O cidadão pode ainda requerer, gratuita e diretamente, aos órgãos públicos as informações de seu interesse, que não estejam disponíveis no site ou através do Serviço de Informações ao Cidadão (SIC), que deverão ser respondidas no prazo de 20 dias, prorrogável por mais 10 dias, salvo se protegidas por sigilo, desde que não enquadradas como hipóteses do seu afastamento (BRASIL, 2011).

Assim, através do direito de acesso às informações públicas, o cidadão poderá tanto identificar o mandatário que possui compromisso com interesse público quanto o que não possui engajamento para realização dos interesses gerais, de forma que estes últimos não sejam mais reconduzidos aos cargos políticos.

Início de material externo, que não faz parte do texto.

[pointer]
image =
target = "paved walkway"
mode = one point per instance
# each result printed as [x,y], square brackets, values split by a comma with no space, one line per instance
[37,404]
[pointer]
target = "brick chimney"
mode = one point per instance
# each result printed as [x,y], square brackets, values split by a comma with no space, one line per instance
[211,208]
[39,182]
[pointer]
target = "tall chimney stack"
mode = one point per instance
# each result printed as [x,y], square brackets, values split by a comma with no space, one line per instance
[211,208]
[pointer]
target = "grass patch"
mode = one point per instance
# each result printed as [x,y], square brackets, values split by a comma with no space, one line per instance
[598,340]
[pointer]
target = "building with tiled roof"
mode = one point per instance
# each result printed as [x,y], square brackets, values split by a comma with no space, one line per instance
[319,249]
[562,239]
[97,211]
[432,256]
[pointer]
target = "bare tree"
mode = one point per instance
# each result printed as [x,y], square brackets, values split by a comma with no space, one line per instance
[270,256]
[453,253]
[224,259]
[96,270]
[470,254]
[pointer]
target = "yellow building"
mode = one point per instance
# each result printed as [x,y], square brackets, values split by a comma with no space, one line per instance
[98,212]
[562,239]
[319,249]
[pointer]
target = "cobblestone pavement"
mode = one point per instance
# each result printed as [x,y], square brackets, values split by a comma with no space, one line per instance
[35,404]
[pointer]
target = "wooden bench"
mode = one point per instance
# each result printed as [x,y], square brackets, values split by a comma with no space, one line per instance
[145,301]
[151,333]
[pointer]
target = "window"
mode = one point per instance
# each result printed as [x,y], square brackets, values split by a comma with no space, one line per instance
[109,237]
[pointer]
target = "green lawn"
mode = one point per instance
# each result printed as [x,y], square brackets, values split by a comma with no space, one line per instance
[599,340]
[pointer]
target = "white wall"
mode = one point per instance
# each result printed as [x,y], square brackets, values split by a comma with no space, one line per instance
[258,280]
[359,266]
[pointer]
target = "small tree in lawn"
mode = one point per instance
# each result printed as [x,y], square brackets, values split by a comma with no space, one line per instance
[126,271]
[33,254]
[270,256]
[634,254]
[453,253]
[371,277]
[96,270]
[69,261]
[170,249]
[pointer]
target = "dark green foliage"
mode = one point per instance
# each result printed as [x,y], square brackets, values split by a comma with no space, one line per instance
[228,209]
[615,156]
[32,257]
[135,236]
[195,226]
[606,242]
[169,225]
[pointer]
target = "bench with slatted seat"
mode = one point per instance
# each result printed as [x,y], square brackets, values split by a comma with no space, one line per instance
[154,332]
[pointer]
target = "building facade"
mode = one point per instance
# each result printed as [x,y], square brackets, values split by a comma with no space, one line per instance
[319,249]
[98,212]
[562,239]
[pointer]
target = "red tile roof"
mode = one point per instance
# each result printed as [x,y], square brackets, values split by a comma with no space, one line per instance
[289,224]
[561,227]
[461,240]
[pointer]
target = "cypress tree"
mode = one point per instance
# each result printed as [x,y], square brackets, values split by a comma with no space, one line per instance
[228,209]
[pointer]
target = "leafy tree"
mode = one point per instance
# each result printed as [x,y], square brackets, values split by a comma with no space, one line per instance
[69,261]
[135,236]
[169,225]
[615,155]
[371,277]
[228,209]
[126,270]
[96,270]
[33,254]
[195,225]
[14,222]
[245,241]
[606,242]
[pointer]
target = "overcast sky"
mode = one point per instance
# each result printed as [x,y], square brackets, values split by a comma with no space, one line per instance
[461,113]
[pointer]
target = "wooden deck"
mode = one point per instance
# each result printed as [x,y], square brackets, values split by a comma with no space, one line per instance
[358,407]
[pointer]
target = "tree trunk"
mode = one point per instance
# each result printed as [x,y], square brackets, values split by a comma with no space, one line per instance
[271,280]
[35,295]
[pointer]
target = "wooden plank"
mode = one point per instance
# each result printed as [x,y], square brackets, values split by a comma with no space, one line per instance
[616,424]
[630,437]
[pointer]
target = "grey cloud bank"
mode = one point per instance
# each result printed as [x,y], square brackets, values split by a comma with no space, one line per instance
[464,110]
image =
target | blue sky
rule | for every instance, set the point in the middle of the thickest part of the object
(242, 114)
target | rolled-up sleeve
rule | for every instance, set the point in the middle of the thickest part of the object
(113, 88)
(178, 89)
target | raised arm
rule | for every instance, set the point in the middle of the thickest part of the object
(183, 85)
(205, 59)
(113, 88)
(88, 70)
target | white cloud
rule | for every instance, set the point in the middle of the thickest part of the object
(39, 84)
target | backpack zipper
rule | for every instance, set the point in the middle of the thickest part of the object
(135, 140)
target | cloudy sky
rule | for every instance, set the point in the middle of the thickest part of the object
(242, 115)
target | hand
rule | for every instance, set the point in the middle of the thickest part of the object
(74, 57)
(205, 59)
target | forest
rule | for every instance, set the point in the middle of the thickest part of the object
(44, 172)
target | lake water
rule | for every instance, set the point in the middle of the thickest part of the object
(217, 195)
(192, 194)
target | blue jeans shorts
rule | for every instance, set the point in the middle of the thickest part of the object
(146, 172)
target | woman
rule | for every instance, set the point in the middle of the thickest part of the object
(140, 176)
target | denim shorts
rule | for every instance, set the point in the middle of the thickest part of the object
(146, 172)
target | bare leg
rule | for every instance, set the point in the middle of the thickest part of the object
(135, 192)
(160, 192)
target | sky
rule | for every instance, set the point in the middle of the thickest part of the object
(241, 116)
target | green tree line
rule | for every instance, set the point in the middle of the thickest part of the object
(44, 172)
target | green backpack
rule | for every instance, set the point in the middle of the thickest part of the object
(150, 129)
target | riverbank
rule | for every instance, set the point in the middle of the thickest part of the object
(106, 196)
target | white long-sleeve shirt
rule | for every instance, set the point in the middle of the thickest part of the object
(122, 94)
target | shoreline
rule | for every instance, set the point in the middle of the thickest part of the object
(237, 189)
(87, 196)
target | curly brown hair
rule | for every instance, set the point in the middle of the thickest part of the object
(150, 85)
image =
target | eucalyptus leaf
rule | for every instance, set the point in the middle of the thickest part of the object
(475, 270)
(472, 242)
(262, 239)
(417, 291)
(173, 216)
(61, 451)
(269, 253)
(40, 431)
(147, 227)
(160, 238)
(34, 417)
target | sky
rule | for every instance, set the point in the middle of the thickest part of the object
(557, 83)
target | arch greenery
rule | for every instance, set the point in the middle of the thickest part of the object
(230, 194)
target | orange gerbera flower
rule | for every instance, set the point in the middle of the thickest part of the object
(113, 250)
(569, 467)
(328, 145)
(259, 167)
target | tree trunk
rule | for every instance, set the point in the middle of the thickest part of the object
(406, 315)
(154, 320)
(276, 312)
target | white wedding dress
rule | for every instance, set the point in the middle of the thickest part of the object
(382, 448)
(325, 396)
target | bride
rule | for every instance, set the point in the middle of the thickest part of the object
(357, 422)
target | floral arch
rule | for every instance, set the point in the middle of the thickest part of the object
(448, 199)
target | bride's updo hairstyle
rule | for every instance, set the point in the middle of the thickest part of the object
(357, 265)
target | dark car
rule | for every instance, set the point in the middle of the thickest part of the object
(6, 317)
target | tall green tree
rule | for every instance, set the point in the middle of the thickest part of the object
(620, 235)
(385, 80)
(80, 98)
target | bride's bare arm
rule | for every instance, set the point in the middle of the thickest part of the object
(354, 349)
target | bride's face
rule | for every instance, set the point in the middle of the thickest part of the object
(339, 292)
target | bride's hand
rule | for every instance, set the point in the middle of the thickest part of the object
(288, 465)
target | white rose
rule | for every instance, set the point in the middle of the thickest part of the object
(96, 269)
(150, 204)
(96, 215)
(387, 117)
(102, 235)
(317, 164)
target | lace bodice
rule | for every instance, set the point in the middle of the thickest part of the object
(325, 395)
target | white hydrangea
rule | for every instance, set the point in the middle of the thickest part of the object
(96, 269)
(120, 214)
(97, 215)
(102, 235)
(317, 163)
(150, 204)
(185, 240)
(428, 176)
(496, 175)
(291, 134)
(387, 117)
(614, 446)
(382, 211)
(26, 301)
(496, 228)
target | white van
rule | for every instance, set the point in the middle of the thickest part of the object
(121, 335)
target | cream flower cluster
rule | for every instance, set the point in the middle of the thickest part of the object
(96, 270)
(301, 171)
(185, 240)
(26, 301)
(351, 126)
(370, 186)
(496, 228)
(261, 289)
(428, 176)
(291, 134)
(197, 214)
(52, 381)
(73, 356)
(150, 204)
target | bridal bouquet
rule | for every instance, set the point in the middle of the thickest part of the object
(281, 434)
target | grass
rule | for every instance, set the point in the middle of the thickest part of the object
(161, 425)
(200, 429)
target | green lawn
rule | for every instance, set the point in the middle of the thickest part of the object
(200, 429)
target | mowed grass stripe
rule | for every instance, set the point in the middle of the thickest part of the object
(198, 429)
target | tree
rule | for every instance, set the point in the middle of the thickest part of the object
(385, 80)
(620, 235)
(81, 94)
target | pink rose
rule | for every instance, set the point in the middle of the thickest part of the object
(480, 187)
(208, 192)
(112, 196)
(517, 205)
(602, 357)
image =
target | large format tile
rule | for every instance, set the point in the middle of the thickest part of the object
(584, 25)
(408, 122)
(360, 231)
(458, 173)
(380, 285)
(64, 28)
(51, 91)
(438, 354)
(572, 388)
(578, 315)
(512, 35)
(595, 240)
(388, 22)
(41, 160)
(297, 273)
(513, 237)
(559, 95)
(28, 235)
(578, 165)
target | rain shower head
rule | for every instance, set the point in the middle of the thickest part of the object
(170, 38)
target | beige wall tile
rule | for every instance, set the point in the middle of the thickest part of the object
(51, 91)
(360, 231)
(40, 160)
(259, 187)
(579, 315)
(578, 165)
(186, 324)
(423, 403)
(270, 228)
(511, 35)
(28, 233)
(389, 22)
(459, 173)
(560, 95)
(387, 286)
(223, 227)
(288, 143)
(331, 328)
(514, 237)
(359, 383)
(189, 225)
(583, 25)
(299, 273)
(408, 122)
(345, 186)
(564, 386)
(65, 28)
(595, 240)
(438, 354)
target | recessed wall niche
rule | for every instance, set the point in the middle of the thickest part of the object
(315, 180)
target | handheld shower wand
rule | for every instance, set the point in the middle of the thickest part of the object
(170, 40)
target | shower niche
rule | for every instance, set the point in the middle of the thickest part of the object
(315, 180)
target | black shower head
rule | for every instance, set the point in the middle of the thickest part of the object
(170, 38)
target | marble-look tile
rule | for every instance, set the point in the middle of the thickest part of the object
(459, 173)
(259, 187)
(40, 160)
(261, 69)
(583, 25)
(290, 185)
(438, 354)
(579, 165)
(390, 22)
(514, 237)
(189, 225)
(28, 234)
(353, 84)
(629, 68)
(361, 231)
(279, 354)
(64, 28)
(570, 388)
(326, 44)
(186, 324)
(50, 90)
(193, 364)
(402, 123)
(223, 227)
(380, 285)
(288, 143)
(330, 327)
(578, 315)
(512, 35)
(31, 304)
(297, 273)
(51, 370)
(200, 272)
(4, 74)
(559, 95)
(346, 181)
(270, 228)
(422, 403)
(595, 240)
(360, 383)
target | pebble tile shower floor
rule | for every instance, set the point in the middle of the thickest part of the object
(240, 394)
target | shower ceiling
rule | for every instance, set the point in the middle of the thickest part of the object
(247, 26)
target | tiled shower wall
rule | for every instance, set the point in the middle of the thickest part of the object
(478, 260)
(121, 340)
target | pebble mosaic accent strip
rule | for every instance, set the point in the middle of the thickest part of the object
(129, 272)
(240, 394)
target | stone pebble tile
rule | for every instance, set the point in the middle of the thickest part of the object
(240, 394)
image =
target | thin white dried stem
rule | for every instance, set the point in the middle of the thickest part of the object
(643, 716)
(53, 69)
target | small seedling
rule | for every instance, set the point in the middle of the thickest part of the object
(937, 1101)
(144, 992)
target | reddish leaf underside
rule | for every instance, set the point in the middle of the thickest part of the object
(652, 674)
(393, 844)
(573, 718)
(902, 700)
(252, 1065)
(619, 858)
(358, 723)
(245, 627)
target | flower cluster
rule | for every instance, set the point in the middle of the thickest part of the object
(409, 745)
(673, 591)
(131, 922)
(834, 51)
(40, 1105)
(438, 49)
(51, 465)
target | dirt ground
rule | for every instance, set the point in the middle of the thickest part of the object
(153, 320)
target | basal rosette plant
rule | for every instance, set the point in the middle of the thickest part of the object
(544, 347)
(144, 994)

Outra importante vertente desse tema é a obrigatoriedade de publicidade dos planos de governo dos candidatos à eleição para a chefia do Executivo.

Segundo a Lei n. 9.504/97 (BRASIL, 1997) os candidatos aos cargos do Executivo devem apresentar à Justiça Eleitoral, juntamente com o seu requerimento de registro de candidatura, a sua plataforma ou plano de governo com o intuito de dar publicidade das suas intenções, propiciando discussões e comparativos entre as diversas plataformas.

O acesso a esses documentos permitiria, em tese, que os cidadãos levassem em consideração as propostas de cada candidato, principalmente no que se refere aos temas da saúde, educação, segurança, transporte, entre outros na hora de escolher a quem conceder seu voto, sendo importante instrumento de informação para o cidadão, que deveria estar disponível no site do Tribunal Eleitoral, mas que pode ser obtido mediante requerimento do cidadão.

Porém, convém asseverar que não se considera que o acesso a essas informações seja a panaceia que curará todos os males do processo eleitoral, principalmente porque, na maioria das vezes, os atos contrários ao interesse público são simulados, revestidos de uma aparente compatibilidade com os objetivos comuns da comunidade, mas podem apresentar-se como indícios, principalmente para cidadãos atentos e cônscios de seus deveres para com a República, para orientar na escolha de seus representantes.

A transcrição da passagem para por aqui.